Cette demande n'est pas nouvelle elle tend seulement à calculer différemment le préjudice dont elle a souffert et qui n'est pas contesté.
Mme [I] ne peut avoir ignorer l'activité restauration qui figurait au bail , ni les désordres qui ont été décrits par l'expert, dont la réparation lui incombait au titre du clos
Mme [U] [I] dans le dispositif de ses dernières écritures auxquelles il convient de se reporter pour plus ample exposé, demande à la cour, au visa de l'article 5642 du code de procédure civile,
d'ordonner le report de la clôture ou si besoin le rabat de l'ordonnance de clôture pour permettre si besoin est à l' appelant de répliquer,
à titre principal d'écarter les prétentions nouvelles de la société Beau Rivage.
à titre subsidiaire: de la débouter de l'ensemble de ses demandes, 'ns et prétentions.
en toute hypothèse: de confirmer le jugement déféré et de condamner la Société Beau Rivage à lui payer la somme de 5.000 € au titre de l'article 700 du code de procédure civile ainsi qu'aux entiers dépens de l'instance conformément aux dispositions de l'article 696 du même code dont distraction au profit de Maître CharlesTollinchi
En liminaire elle soutient que Mme [I] ne peut être condamnée n'ayant été ignorante du litige avant le décès de sa mère dont elle est ayant-droit.
Elle conteste les demandes de la SARL Beau Rivage faisant valoir que la valeur locative a été calculée par l'expert selon la méthode hôtelière et pour la partie restaurant selon la méthode comparative , un coefficient de pondération ayant été appliquée pour tenir compte de la défectuosité de la toiture.

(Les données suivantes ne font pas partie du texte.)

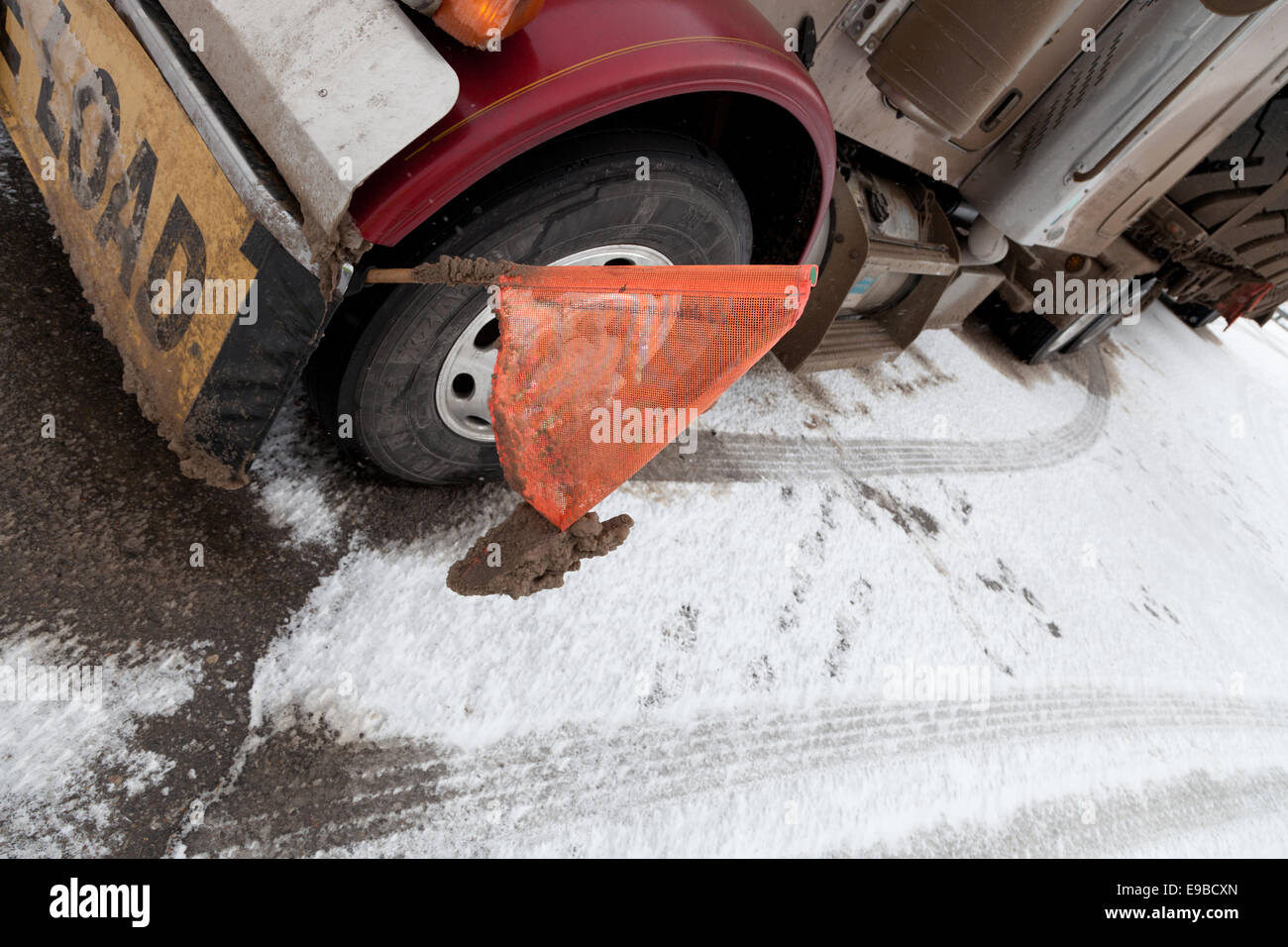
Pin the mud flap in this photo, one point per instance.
(211, 317)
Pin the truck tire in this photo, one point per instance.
(411, 367)
(1194, 315)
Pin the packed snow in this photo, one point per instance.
(1072, 656)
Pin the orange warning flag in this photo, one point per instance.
(600, 368)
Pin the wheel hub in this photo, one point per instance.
(465, 380)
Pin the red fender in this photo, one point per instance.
(578, 60)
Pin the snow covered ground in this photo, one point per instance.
(949, 605)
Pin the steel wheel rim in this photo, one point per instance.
(465, 380)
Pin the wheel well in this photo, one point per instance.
(769, 153)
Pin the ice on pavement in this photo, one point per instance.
(923, 664)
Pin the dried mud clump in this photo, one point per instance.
(527, 553)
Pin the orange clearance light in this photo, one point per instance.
(480, 22)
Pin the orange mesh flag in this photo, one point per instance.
(599, 368)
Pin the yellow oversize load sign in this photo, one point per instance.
(162, 245)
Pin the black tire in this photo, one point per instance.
(1024, 333)
(381, 356)
(1194, 315)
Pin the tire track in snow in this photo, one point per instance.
(751, 458)
(531, 788)
(1117, 825)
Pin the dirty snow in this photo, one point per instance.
(748, 676)
(60, 755)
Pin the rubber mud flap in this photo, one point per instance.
(213, 320)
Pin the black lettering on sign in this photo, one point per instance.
(180, 232)
(7, 47)
(137, 180)
(54, 30)
(93, 88)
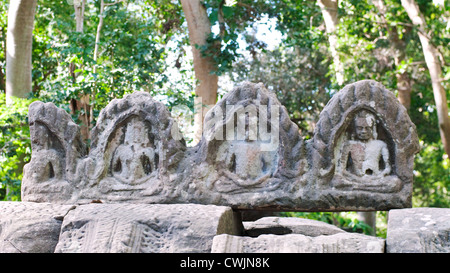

Au final le juge a retenu la proposition de la SARL Beau Rivage par application de l'article R 145-21 du code du commerce.
La demande relative à l'augmentation des loyers entre 2002 et 2007 le jugement déféré devra être confirmé faute pour la SARL Beau Rivage de justifier d'un préjudice.
La demande au titre de perte de jouissance ou de clientèle devra être déclarée irrecevable pour être nouvelle , à défaut la cour devra retenir que l'acte de cession du fonds n'étant pas produit il est ignoré si l'activité restauration en faisait partie , le restaurant étant couvert par des tôles ondulées leur réparation ne répond pas aux critère de l'article 606 du code civil, les travaux réalisés dans la partie hôtel l'ont été sans l'accord des bailleresses , enfin la SARL ne justifie pas d'une activité hôtelière durant toute l'année
SUR QUOI LA COUR
1- ) sur la qualité d'ayant droit
Mme [U] [I] est la fille de Mme [A] [X] qui est décédée le [Date décès 1] 2011, elle vient aux droits de sa mère qui gérante était de la SCI l'Ardéchoise
Aux termes de ses écritures elle ne conteste pas sa qualité d'ayant droit mais soutient ne pouvoir être condamnée en lieu et place de sa mère étant ignorante du litige qui l'opposait à la SARL Beau Rivage , n'ayant jamais perçu les loyers outre que les droits immobiliers de Mme [X] et de la SCI l'Ardéchoise ont été cédés le 23 février 2007
En application de l'article 785 du code civil l'héritier universel ou à titre universel qui accepte purement et simplement la succession répond indéfiniment des dettes et charges qui en dépendent.
Mme [I], qui ne conteste pas sa qualité d'ayant droit universel, ne démontre pas avoir accepté la succession de sa mère autrement que purement et simplement , en conséquence de quoi ce moyen est inopérant.
2- ) sur le remboursement des loyers
La cour constate qu'aux termes de ses dernières écritures la SARL Beau Rivage ne soutient plus cette demande.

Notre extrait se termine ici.